The finish is likely to be somewhere on the grounds of Cedar Point. “That’s what guests and families will be most interested in seeing,” Edwards said. “It’ll be a first for us, but it’s something we thought we should try.”
Kevin Park, a competitive triathlete in Chardon, said he suspects the bike and run courses will be “flat, boring, and probably windy,” but still called the area “a great place for a race.”
Judging by responses from the one event Revolution3 has mounted to date, a half-Ironman race last month at Quassy Amusement Park in Middlebury, Conn., it’s clear the company knows how to stage triathlons.
“They attracted a good field of pros,” Park said, alluding to winners Matty Reed and Miranda Carfrae. “For a first-time race, it was pretty impressive.

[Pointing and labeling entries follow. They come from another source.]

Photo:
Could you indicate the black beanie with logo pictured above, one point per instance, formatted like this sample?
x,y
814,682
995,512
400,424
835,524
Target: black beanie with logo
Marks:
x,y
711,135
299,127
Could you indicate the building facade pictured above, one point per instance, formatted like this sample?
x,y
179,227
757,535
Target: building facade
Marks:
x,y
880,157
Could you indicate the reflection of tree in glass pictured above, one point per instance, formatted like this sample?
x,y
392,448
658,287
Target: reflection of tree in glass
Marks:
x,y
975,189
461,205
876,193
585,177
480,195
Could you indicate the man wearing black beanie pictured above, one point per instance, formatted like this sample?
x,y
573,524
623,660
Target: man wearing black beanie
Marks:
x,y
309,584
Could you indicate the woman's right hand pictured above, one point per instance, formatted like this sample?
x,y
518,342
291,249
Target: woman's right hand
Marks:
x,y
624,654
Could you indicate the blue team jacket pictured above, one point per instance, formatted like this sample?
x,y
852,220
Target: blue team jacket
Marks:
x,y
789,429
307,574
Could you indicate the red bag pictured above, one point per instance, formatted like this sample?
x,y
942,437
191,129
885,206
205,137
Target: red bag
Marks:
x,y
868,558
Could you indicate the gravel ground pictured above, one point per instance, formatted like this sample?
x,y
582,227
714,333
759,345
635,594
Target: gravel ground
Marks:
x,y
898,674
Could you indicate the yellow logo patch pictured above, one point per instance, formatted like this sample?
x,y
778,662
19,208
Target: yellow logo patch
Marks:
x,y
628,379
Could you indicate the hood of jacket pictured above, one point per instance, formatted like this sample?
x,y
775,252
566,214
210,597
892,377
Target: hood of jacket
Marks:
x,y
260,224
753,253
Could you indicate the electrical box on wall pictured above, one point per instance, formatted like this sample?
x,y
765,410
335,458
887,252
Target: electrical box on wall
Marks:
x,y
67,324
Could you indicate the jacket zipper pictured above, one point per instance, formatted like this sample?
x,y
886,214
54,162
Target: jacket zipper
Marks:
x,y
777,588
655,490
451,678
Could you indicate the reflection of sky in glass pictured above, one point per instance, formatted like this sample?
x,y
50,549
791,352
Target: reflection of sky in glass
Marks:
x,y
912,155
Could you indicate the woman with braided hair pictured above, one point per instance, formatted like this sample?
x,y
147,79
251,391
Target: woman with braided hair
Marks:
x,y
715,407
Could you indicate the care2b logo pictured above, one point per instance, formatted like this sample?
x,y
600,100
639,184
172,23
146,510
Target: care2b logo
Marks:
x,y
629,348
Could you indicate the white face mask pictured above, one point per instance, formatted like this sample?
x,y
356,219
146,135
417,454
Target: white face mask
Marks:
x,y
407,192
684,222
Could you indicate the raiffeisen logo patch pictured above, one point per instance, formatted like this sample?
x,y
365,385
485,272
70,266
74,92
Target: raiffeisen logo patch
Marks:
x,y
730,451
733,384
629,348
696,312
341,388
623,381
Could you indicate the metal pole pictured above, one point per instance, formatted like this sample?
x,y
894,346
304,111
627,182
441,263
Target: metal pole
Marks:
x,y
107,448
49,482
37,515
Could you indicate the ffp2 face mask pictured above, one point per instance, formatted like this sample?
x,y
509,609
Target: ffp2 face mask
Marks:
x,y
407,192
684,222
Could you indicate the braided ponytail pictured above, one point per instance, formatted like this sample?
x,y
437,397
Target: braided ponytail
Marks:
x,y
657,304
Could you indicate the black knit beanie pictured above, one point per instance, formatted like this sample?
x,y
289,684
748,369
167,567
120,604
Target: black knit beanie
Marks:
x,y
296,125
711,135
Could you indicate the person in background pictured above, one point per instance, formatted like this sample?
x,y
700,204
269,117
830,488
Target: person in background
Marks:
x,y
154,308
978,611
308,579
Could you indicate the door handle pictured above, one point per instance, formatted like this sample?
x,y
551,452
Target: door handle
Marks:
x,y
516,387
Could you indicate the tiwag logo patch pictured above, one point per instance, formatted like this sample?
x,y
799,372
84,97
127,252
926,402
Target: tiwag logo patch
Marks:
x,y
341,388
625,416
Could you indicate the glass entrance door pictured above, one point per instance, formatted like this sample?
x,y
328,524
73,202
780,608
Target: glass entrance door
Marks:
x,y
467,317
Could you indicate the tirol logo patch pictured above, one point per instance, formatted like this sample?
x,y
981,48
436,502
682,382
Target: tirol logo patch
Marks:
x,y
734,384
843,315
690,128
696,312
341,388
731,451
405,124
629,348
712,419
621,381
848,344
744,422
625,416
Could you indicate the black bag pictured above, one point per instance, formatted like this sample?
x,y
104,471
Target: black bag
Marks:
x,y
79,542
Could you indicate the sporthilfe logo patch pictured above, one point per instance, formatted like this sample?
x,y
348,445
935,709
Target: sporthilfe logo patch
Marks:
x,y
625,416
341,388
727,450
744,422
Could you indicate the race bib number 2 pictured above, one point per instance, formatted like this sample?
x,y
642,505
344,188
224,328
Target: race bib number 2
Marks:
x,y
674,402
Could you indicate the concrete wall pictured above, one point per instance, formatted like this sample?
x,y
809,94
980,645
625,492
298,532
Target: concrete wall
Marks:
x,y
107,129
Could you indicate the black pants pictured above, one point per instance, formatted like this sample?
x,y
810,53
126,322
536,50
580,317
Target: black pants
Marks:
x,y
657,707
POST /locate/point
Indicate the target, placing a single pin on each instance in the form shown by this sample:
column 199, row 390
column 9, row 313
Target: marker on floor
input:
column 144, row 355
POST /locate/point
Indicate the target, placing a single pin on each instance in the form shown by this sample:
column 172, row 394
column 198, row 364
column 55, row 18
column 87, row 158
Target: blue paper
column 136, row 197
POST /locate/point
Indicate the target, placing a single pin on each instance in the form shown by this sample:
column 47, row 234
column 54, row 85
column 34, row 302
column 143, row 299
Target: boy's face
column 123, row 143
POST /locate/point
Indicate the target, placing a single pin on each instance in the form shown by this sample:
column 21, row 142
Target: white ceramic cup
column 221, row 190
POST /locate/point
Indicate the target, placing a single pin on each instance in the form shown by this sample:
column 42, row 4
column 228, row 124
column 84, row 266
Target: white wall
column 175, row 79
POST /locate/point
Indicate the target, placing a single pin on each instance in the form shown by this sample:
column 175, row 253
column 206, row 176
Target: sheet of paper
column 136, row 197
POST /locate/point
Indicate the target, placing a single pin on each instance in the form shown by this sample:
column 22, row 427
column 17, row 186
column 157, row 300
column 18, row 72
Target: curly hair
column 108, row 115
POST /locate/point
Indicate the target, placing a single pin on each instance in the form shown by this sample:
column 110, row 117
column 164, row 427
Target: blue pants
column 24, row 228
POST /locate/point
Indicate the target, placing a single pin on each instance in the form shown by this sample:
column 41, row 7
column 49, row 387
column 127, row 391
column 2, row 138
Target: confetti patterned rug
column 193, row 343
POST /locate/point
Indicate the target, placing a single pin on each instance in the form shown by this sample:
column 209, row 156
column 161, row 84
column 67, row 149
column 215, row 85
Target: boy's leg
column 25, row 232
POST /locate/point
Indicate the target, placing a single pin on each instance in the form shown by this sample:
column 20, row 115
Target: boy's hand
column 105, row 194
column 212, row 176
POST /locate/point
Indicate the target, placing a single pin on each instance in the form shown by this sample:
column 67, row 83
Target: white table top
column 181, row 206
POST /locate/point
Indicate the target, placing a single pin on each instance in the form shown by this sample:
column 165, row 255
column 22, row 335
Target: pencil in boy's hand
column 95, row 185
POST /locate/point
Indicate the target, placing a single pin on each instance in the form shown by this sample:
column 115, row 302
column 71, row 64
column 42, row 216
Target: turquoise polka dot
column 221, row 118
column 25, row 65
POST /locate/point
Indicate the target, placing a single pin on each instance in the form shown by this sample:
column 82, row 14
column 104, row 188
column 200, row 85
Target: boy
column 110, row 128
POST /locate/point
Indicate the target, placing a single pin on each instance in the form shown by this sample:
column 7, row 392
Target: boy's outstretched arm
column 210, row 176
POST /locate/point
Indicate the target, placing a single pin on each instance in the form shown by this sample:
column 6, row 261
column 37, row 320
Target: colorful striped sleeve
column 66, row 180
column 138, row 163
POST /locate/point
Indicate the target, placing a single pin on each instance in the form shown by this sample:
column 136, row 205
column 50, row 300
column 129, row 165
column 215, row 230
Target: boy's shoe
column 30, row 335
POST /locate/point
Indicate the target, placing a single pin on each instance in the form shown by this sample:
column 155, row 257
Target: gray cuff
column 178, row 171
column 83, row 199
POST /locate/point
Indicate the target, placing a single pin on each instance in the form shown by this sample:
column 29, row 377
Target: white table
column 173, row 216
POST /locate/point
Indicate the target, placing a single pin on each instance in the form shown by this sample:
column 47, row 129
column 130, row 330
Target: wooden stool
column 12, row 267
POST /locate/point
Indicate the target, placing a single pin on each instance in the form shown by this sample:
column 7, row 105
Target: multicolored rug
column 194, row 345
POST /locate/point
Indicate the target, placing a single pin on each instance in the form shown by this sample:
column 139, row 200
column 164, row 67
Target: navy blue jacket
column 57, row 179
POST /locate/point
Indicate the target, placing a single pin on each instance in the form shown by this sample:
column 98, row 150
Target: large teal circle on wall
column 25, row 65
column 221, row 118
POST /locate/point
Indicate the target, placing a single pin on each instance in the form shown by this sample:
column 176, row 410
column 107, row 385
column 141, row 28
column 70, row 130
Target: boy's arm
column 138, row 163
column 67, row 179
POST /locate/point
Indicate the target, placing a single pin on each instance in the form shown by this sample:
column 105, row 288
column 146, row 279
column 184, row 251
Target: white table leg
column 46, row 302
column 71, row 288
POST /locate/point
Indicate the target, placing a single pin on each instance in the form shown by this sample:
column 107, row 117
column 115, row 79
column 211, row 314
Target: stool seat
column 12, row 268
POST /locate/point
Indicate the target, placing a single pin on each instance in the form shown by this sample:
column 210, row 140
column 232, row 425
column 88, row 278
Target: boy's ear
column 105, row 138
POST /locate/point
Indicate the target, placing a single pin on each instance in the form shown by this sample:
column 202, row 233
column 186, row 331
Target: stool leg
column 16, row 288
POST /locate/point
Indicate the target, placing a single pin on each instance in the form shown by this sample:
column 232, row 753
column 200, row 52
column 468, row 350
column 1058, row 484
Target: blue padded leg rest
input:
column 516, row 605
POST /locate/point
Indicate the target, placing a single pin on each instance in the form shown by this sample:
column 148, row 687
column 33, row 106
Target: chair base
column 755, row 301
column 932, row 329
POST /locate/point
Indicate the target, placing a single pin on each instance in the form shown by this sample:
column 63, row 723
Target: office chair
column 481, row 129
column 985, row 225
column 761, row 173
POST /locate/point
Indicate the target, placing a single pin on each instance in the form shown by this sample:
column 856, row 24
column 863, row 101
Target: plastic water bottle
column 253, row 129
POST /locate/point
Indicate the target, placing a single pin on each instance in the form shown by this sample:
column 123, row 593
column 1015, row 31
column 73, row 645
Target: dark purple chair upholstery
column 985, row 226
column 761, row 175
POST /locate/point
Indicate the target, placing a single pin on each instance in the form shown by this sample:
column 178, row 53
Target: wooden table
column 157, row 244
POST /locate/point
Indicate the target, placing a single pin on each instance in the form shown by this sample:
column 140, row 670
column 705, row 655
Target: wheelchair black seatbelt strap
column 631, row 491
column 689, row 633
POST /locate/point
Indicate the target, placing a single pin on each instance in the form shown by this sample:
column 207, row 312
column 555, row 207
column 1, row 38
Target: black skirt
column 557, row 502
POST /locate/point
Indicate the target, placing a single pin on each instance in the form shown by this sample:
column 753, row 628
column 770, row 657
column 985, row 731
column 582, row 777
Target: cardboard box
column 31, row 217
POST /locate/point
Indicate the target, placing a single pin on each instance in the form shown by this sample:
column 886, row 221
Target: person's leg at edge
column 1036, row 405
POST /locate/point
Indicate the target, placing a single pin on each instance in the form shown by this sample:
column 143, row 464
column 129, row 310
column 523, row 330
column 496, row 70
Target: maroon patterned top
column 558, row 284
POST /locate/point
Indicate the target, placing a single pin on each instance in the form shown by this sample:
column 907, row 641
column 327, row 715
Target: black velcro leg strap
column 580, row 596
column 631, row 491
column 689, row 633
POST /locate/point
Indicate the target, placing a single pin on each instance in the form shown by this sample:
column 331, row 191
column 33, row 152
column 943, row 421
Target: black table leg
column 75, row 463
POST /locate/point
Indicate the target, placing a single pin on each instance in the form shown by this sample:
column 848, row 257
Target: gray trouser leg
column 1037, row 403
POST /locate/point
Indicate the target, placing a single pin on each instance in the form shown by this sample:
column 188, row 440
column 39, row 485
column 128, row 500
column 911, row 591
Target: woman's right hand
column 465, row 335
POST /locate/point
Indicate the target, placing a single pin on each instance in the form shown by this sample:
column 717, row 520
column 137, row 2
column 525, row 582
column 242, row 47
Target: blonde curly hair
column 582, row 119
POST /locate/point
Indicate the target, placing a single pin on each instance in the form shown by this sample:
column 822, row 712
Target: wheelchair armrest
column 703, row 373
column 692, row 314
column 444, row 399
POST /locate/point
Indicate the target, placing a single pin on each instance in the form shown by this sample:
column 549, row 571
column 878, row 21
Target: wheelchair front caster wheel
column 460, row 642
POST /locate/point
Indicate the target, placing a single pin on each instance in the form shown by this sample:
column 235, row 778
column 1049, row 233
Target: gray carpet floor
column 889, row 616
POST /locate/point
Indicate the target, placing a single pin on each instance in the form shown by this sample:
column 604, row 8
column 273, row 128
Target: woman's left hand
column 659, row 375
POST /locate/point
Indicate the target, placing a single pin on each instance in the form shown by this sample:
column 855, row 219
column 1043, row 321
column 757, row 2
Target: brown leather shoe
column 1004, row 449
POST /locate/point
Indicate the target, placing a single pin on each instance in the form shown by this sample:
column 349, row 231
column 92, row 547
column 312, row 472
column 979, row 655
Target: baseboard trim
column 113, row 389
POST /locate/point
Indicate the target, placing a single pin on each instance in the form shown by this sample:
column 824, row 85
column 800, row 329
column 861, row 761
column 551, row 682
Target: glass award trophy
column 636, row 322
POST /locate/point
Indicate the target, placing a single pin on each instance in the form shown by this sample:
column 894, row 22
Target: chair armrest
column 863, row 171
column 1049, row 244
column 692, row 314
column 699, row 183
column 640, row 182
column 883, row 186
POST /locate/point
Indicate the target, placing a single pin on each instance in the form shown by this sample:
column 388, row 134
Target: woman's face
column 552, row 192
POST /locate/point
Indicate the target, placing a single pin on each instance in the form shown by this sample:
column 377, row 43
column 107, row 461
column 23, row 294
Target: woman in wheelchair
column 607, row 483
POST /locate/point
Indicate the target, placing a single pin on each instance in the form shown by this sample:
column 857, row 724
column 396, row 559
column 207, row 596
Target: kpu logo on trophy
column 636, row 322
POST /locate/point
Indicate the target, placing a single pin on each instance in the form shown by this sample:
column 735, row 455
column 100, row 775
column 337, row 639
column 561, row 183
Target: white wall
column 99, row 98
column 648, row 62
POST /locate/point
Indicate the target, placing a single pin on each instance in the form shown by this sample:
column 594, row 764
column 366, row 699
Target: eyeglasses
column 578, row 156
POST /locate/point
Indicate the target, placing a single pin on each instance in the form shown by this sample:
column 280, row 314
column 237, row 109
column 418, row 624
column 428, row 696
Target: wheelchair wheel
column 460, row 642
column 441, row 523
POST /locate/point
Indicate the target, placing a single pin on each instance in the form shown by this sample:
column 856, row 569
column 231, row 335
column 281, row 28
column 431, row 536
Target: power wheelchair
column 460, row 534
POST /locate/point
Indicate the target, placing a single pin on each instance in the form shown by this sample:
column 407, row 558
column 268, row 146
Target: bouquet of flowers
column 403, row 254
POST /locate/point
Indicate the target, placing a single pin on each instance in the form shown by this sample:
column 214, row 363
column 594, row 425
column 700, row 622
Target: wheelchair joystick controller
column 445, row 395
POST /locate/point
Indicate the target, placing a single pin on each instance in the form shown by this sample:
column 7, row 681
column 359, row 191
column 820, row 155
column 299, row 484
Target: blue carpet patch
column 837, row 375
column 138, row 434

“This is not a fly-by-night group. These are athletes and people who know what athletes are looking for. I think it’s going to draw really well … There’ll be high-profile people who will show up looking for a payday.”
But athletes aren’t the only people Revolution3 is taking into consideration. Spouses, relatives and children are also high on the presenter’s list of priorities.
In the days leading up the race, Edwards said Cedar Point plans to hold a series of special events for triathletes and their guests, including possible evening openings of rides and other attractions. Each participant will receive two complimentary tickets to the park that weekend, he said, along with two shirts, a medal, and various athletic accessories from Revolution 3.
During the race, families also will be able to follow their loved ones in real time by means of custom GPS devices, which will relay each athlete’s progress to a Web site. It’s a feature bound to make life easier for spectators in a race even the fastest will take eight or nine hours to finish.
For triathletes in Northeast Ohio, the timing could hardly be better. Revolution3 arrives on the market just as the Mentor-based Greater Cleveland Triathlon has discontinued its half-Ironman race, the longest event of its kind north of Columbus.
By offering both 70.3- and 140.6-mile races, Revolution3 fills two important gaps, offering practical, local alternatives to the popular Ironman brand, whose events tend to sell out quickly and are only available in surrounding states.
“Right now, a lot of people are excited just because of the location,” said Ken Beech, a member of the Cleveland Triathlon Club planning to make the Cedar Point race his first Ironman-length event.
“For either of these distances, you kind of have to travel, and with kids, it can become too much to take on. Here, the family will have something to do while I’m out abusing myself.”
With entry fees of $500 and $250 for the two main distances, the Cedar Point race costs about as much as Ironman events. A September timeframe places Revolution3 in the vicinity of Ironman races in Kentucky, Michigan, Wisconsin and Ontario, Canada.
Registration for Revolution3 opens in August or September.